Gran film audiovisual, una inflación de porciones superpuestas, las voces de Hitler, filmes de propaganda de Hitler, filmes adoradores de Hitler, fotos de Hitler, el cachorro con cara de Hitler, Hitler representado como Chaplin, Hitler vestido de Napoleón, Hitler como hipnotizador, Hitler como diablo, Hitler expulsado del infierno, Hitler resucitado, Hitler emergiendo de la tumba de Wagner con toga romana, en un gran monólogo en que cuenta hasta qué punto él fue sólo producto de la civilización occidental europea, la realización de necesidades privadas y de sueños de una época. Hitler como un muñeco en la falda de un ventrílocuo, defendiendo su gran obra y convenciéndonos de que ganó la guerra, pues el Tercer Reich no fue más que un preludio, del cual seríamos herederos en todas partes. Y sigue una vasta lista de crímenes y técnicas de masa aprendidas con él, perfeccionadas por los EEUU, Argentina, África, la televisión, el cine, la industria del entretenimiento, la política, la economía. He aquí una de las tesis del film: Alemania perdió la guerra pero Hitler triunfó, él que impuso a este siglo su lógica diabólica, que hizo de la política ese arte de las masas, esta obra de arte total. Ésta es la segunda tesis del film, más benjaminiana: Hitler, el más pretensioso de los cineastas. Es necesario verlo como cineasta, es necesario juzgarlo como cineasta.

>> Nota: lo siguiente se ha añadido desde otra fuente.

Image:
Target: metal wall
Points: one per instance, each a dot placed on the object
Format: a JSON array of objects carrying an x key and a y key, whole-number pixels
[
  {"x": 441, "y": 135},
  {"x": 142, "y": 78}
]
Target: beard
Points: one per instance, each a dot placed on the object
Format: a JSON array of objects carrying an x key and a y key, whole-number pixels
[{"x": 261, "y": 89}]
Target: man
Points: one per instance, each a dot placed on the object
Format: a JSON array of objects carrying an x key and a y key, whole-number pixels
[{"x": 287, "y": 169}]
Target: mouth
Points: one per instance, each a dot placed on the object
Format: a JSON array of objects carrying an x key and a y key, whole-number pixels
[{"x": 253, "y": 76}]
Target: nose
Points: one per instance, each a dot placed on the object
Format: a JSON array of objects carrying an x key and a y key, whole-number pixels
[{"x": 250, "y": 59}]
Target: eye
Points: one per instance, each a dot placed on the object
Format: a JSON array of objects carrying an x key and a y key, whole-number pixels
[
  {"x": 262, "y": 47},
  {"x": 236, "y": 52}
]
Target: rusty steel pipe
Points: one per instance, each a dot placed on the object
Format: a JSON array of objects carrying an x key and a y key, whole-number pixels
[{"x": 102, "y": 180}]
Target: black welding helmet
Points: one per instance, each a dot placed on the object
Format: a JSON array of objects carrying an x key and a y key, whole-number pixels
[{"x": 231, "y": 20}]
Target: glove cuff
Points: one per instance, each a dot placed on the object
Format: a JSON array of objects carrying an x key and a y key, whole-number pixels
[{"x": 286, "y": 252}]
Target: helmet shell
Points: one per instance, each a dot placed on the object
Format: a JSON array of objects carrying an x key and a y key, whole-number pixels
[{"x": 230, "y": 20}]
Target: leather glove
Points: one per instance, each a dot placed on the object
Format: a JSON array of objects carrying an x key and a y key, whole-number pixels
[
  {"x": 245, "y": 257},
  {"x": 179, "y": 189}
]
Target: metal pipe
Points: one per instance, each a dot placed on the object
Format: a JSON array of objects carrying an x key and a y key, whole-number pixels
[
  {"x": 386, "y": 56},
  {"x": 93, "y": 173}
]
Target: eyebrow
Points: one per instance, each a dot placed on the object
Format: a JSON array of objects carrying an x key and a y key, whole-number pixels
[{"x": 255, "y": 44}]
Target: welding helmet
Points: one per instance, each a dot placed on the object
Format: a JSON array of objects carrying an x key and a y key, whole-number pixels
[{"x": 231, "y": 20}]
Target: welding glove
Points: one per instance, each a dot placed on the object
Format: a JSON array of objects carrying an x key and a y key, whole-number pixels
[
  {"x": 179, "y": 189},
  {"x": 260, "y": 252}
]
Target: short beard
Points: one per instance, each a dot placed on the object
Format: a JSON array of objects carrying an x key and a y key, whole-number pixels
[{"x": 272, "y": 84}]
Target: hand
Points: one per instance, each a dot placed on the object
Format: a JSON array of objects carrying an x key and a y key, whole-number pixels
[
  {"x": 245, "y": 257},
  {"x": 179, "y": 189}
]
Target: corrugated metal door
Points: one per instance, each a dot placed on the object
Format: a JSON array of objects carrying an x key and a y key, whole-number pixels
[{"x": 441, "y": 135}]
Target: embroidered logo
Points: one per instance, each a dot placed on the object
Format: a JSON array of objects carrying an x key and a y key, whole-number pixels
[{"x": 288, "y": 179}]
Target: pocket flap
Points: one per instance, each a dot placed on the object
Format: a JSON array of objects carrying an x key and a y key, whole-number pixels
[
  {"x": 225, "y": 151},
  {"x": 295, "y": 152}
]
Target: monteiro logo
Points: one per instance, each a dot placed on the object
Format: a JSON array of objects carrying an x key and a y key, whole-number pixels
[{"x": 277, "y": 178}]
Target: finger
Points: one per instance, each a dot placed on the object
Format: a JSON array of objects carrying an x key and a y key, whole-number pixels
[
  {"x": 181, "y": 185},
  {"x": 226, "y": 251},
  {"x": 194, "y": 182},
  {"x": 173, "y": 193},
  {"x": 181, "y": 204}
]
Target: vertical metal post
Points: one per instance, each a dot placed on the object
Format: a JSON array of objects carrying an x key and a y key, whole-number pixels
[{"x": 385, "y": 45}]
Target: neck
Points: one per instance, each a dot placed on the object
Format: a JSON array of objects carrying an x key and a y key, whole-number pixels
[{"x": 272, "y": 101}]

La propia Alemania como un film de Hitler, o Hitler como un film de Alemania. [8]

Hitler cineasta
El proyectista particular de Hitler cuenta cómo hasta el inicio de la guerra el Führer veía varios filmes por día, después de eso sólo actualidades filmadas en el frente; es decir, ese film grandioso y macabro del cual él era el guionista, director, protagonista, actor y espectador, en su estudio particular llamado Alemania, o el propio mundo. Como dice Goebbels en un discurso, ya en el final de la guerra. “Señores, en cien años mostrarán el film que describirá los espantosos días que vivimos actualmente. ¿No quieren representar
un papel en ese film? Cada uno tiene la oportunidad de escoger su papel. Será un gran, bello y edificante film, y por eso vale la pena que seamos fuertes”. Representar la catástrofe, ser su protagonista, ese nuevo e insano sueño contemporáneo. Es sabido que cada regimiento del ejército alemán poseía su compañía de propaganda, cuya función era esa síntesis entre acción militar, acción cinematográfica, acción propagandística, permitiendo que hechos ocurridos en el distante frente se convirtieran inmediatamente en documentales periodísticos, auténticos, en la propia velocidad del Blitz. [9] La aspiración creciente de la guerra total, del espectáculo total, cada vez más grandioso, cada vez más capaz de rivalizar con Hollywood.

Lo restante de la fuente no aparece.